Las duplas: Perinetti y Ochoa

Natalio Perinetti, un 7 vertiginoso, Pedro Ochoa, un 8 gambeteador. Juntos formaron uno de los mejores binomios de la historia. En Racing fueron campeones en 1919, 1921 y 1925.

El viernes 5 de abril de 1946, casi 20 años después que se retiraran estos cracks, El Gráfico abría su edición Nro. 1395 con la siguiente nota:

FIGURAS INOLVIDABLES: PERINETTI-OCHOA.

Ha quedado en el recuerdo. Y cuando una cosa perdura es porque vale. No entremos a comparar épocas: cada figura deportiva de relieve es de su momento, como lo son los records. Puede asegurarse una cosa, que el ala derecho de Racing estuvo integrada por dos jugadores de calidad: Natalio Perinetti y Pedro Ochoa. Que los centros académicos del puntero hoy servirían para que a los arqueros les tomaran buenas fotos; que el gambeteo de Ochoíta no encajaría en el fútbol moderno y estaría lejos de la característica profesional, nada de eso interesa. Lo único inobjetable es la calidad. Y bien: el hombre de la clase lo sería de cualquier época, de aquella a que perteneciera, porque la clase no tiene época. Más atrás o más adelante en el tiempo, Perinetti-Ochoa habrían sido igualmente grandes.

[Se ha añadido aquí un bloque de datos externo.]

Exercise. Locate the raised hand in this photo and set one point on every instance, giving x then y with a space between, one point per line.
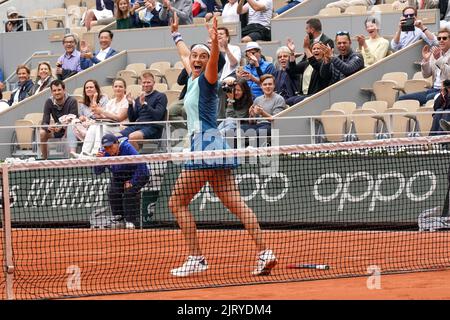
426 52
174 23
290 44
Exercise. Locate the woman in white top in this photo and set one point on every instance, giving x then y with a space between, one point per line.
375 47
44 77
116 110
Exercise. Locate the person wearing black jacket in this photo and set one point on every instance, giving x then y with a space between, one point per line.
441 124
346 63
311 81
25 85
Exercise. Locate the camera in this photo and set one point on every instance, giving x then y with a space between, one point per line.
228 88
408 24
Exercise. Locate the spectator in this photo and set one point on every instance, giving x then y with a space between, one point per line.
285 84
344 4
376 47
125 15
346 63
3 103
88 59
15 21
151 105
264 108
229 12
309 70
102 14
436 64
149 16
183 8
255 68
290 4
126 181
69 63
44 77
259 16
58 105
239 101
404 38
440 123
313 29
25 86
418 4
115 111
232 55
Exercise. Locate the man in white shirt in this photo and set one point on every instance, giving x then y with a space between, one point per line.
259 17
232 55
344 4
436 64
88 58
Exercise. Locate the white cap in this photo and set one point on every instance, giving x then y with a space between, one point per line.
252 45
11 10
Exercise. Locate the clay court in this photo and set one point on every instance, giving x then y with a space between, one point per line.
111 261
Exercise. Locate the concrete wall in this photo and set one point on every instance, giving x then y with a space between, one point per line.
345 90
99 72
25 7
351 23
306 8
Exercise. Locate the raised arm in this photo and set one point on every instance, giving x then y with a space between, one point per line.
211 74
183 50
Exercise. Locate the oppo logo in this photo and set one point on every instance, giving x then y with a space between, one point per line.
373 190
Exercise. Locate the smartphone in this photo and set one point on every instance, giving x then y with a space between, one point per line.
408 25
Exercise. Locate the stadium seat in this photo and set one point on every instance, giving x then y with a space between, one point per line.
356 10
365 124
135 90
137 67
130 76
334 125
382 8
416 85
384 90
108 91
424 120
171 76
330 12
410 105
172 96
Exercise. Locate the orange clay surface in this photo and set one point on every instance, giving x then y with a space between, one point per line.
56 263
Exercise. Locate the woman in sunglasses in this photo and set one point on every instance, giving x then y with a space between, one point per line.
410 30
375 47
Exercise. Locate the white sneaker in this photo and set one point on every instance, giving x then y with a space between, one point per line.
192 265
266 262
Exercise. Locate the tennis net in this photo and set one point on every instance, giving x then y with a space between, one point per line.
325 211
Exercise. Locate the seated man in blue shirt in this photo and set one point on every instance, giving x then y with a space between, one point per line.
89 58
127 180
151 105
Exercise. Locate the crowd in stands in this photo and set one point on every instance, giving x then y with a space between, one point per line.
257 89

Pocos binomios se entendieron tanto con tan escasas palabras. Hablando poco, se comprendían. Mostraron siempre caracteres opuestos. Pero jugando, encontraban el lenguaje afín. Se advertía en ellos tal intuición que se adivinaban los pensamientos. O los conocían. Un pase del winger al insider, éste se desplazaba hacia el centro y el puntero que corría, al parecer, sin ninguna razón. De pronto, media vuelta del entreala y el pase medido calibrado. A veces, Natalio hacía “la calesita”: se ponía a dar vueltitas en un trotecito escarceador. Causaba gracia al verlo. Solía detenerse bruscamente, iniciar un arranque, hacer carreritas cortadas, a piques... y llegar justo al pase. ¿Lo ordenaba Perinetti mentalmente o lo intuía Ochoa? El insider la llevaba atada a los pies. Si el half venía de la derecha, la pasaba a la izquierda; o viceversa. Con cara huraña, con gesto de enojo, daba la sensación de que no quería jugar. Sin embargo, sentía el placer del aficionado, la pasión del muchacho portero que viene apilando gente. Hace veinte años la admirábamos: hace mucho que la recordamos. Cuando se cita el ala de Racing, o quiere fechas. Parece que hubo una sola. Es la inolvidable, la que cerrando los párpados, todavía la vemos jugar...

Se habla de la velocidad actual, del estado físico que requiere, de que los arqueros salen y cortarían los centros bombeados de antes... Nada interesa. El tiempo ha respetado una calidad. Y la calidad se impone en todo tiempo.